The hearings, which saw submissions made by both petitioners and the government on the constitutionality of the procedure adopted to repeal the Article and the abolition of Statehood of Jammu and Kashmir, had spanned 16 days.
The government, represented by Attorney General R. Venkataramani, Solicitor General Tushar Mehta and advocate Kanu Agrawal, had argued that the abrogation was necessary to completely integrate Jammu and Kashmir into the Union of India. The government said the valley has prospered in the past four and a half years after the repeal of Article 370 in August 2019. It said elections were due in J&K, which would revert to full Statehood again once the situation on the ground returned to normal.
‘Attack on federalism’
Mehta said Jammu and Kashmir became a Union Territory in an “extraordinarily extreme situation”. He claimed that terrorism, infiltration, stone-pelting and casualties among security personnel had reduced by 45.2 per cent, 90.2 per cent, 97.2 per cent and 65.9 per cent, respectively, post the abrogation in 2019.
The petitioners, represented by a battery of senior lawyers including Kapil Sibal, Gopal Subramanium, Rajeev Dhavan, Dushyant Dave and Gopal Sankaranarayanan, said the union used brute majority in the Parliament and a series of executive orders issued through the President to divide a full-fledged State into the Union Territories of Jammu and Kashmir and Ladakh. They called it an attack on federalism and a fraud played on the Constitution.
The petitioners had argued that Article 370 had assumed a permanent character as soon as the Jammu and Kashmir Constituent Assembly dissolved in 1957 after the framing of the State Constitution.

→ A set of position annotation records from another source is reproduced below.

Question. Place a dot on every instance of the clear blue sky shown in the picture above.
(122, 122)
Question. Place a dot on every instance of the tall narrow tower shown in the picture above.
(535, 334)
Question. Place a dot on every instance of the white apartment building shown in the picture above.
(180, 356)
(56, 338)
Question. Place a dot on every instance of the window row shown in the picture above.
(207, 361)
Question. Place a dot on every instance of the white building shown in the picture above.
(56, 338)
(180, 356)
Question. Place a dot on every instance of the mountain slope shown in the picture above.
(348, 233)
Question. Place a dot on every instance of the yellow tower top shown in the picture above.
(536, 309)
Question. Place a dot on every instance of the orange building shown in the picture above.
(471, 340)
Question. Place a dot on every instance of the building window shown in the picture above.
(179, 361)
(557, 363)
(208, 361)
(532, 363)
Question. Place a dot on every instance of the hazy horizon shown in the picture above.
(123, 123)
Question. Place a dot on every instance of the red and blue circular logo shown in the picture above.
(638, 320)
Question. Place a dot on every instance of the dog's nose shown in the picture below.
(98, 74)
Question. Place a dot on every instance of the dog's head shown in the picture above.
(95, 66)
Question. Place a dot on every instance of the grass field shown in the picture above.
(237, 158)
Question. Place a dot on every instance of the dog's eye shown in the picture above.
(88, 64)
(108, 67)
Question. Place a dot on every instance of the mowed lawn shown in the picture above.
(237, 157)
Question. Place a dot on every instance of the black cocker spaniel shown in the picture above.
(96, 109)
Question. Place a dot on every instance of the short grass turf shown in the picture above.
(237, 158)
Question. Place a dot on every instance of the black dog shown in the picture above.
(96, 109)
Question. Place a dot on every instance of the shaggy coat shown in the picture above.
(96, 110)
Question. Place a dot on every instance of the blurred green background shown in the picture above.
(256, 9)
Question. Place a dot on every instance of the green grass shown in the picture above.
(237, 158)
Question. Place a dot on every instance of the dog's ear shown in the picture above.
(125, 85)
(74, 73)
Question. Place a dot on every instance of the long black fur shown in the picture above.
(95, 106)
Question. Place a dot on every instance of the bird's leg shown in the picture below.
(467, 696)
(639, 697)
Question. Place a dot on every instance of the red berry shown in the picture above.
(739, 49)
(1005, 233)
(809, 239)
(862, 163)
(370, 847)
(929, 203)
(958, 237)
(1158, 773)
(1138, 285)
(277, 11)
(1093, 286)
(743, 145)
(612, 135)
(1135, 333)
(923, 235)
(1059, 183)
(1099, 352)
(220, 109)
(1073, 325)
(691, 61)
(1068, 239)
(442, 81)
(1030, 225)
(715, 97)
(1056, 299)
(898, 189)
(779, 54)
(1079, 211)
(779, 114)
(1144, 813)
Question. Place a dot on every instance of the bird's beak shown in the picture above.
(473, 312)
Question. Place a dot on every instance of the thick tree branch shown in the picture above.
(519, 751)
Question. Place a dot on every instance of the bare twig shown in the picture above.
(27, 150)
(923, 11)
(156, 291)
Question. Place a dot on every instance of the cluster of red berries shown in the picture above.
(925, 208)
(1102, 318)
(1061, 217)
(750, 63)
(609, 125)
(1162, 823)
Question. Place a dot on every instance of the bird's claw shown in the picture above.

Sibal said Article 368 (Parliament’s power to amend the Constitution) did not apply to Article 370.
Series of events
The Constitution Bench, also comprising Justices SK Kaul, Sanjiv Khanna, BR Gavai and Surya Kant, said its focus would be on the series of machinations which led to the abrogation of Article 370. The series of events which the Bench would look into would start with the dissolution of the Jammu and Kashmir State legislative assembly by the Governor under Section 53(2) of the J&K Constitution on November 21, 2018.
The proclamation of President’s rule under Article 356 was issued a month later, on December 19, 2018. The Parliament had approved the proclamation of the President on January 3, 2019. The President’s rule was extended in J&K for six months with effect from July 3, 2019.
On August 5, 2019, the President issued the Constitution (Application to Jammu and Kashmir) Order which inserted a new provision, Article 367(4), in the Indian Constitution. This replaced the expression ‘Constituent Assembly of the State’ in the proviso to Article 370(3) with ‘Legislative Assembly of the State’.
The same day had seen the Parliament abrogate Article 370 and pass the Bill to reorganise the State of Jammu and Kashmir. The next day saw the President declare that Article 370 has ceased to apply.